The efforts at Salesforce rely to some extent on open source technologies, but his team found that not everything they need is open source. “There are building blocks out there,” he said, but the team still has to create a lot of technology in-house, and he hopes to open source some of it in the future.
Data center automation is crucial to the web-scale approach. As Geng Li, Google’s CTO of enterprise infrastructure, put it, automation is the glue that keeps everything together. “It’s not just a set of technologies you buy from a vendor or a set of vendors,” Li said. It’s about having a software-oriented operations team to “glue” the workload the data center is supporting to the infrastructure.
Automation enables a single admin to manage thousands of servers, which is the only way to manage infrastructure at such scale. There are no sys admins at Google data centers, Li said. There is a role at Google called Site Reliability Engineer. “Those guys are software developers,” he said. Such an engineer receives a service to support and it’s her or his responsibility to automate the infrastructure to properly support that service.
Automation also helps increase utilization rates of the infrastructure. It enables virtualization or abstraction of the physical pieces and creation of virtual pools of resources that can be used by applications. All flash memory capacity available in a cluster of servers, for example, can be treated as a single flash resource and carved up as such, as opposed to individual applications using some flash resources on certain servers, leaving a lot of free capacity idling.
The Risk of Ripple Effect
Obviously, the bigger and more automated the system, the bigger the magnitude of the impact if there is an issue. In a highly automated system where everything is interconnected, a single software bug can cascade in ways that were not anticipated by the software developers, causing widespread service outages.
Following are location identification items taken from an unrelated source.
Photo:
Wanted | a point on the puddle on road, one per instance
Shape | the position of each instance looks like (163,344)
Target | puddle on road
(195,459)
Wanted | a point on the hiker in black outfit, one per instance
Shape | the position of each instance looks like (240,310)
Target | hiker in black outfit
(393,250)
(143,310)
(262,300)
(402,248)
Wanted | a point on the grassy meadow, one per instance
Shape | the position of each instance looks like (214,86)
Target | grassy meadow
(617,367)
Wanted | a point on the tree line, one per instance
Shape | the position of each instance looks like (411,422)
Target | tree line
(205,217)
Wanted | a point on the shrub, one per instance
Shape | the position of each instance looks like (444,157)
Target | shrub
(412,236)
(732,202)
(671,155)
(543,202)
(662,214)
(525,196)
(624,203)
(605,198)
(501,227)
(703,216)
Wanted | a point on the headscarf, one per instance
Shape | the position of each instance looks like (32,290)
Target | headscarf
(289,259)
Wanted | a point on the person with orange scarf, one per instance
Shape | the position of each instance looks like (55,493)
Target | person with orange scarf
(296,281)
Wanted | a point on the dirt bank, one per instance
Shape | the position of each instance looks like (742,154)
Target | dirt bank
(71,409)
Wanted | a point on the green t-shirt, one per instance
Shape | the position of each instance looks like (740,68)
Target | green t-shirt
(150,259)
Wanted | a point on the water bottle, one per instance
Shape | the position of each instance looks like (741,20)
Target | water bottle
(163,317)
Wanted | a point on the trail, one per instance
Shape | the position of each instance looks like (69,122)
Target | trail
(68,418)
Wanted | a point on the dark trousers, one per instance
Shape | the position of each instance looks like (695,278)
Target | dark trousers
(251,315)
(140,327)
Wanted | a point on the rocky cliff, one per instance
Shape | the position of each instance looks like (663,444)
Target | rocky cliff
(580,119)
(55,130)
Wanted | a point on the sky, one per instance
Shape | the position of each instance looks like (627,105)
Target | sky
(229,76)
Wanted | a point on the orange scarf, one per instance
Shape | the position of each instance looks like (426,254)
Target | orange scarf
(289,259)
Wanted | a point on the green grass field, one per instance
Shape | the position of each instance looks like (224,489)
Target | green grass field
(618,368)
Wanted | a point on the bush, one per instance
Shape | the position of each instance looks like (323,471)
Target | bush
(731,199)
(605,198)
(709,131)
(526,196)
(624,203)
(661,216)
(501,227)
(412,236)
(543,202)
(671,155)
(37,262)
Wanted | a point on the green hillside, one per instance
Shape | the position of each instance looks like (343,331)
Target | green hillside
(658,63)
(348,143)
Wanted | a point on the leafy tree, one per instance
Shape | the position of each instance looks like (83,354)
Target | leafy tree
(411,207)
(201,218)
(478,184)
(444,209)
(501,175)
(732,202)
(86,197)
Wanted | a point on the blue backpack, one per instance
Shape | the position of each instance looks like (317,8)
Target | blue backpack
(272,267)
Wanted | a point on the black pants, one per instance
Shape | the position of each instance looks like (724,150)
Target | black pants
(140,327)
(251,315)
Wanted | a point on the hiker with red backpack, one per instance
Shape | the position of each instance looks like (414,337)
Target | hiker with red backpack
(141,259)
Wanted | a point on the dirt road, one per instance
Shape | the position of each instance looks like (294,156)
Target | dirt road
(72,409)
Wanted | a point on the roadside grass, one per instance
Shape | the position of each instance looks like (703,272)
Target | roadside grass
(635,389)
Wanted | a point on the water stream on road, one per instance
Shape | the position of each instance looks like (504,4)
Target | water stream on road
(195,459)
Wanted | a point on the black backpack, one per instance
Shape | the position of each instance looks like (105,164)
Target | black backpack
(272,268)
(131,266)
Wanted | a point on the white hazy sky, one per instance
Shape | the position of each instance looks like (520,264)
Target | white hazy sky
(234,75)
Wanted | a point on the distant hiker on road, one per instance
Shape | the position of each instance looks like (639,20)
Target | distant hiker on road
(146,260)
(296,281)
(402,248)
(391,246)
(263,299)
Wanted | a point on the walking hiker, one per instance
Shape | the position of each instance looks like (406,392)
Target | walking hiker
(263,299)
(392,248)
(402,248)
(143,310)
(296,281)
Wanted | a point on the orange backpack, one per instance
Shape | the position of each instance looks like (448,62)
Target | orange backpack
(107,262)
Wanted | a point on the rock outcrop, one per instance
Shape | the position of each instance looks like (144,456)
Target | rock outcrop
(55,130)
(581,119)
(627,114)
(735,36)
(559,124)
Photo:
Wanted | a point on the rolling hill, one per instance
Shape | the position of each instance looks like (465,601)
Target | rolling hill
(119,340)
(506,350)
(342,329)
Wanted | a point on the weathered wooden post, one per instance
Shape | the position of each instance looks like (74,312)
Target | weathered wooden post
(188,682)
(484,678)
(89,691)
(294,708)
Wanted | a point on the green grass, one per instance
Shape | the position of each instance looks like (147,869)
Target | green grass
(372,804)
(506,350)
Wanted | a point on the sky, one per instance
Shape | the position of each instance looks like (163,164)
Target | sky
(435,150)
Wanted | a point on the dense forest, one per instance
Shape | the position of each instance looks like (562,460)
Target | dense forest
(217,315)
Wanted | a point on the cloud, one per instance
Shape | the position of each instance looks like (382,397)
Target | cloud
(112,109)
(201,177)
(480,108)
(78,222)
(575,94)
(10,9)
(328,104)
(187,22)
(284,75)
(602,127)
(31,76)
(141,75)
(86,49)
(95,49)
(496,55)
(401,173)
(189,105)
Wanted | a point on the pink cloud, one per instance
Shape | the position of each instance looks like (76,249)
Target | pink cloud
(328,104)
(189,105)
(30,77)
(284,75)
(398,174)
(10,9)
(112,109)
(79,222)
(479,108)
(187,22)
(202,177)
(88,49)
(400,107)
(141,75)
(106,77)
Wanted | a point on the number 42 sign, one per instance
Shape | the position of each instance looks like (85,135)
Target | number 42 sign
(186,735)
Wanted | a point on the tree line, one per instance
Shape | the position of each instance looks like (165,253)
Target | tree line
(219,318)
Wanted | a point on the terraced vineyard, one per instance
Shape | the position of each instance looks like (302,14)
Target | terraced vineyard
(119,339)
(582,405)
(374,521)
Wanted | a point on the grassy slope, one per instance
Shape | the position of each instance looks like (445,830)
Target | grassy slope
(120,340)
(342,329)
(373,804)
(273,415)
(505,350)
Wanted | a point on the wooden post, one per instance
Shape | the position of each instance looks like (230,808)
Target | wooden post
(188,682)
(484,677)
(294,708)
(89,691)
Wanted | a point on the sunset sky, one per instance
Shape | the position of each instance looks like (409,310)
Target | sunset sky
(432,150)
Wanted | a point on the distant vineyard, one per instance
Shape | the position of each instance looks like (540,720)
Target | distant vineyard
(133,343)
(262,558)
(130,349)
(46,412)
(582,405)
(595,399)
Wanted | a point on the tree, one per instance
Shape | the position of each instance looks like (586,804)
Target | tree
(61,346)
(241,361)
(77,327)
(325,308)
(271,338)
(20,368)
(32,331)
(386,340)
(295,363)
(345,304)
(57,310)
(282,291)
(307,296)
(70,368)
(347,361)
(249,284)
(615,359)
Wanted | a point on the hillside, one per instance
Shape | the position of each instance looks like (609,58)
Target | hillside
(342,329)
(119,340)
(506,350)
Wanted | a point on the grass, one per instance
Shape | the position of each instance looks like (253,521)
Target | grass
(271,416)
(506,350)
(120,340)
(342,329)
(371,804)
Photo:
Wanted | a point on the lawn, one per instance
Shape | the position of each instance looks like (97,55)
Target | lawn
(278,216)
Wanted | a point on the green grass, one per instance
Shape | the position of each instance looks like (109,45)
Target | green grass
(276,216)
Bryan Cantrill, CTO of the cloud provider Joyent and the third panelist, warned about the dangers of too much automation, where a single mistake can have a disastrous ripple effect across the entire infrastructure. “You are replacing the fat finger of the data center operator with the fat finger of the software developer,” he said.
Kniveton acknowledged the risk, saying the automated approach means more thinking needs to go into avoiding scenarios where effects of a single mistake can be greatly magnified. “With great power comes great responsibility,” he said.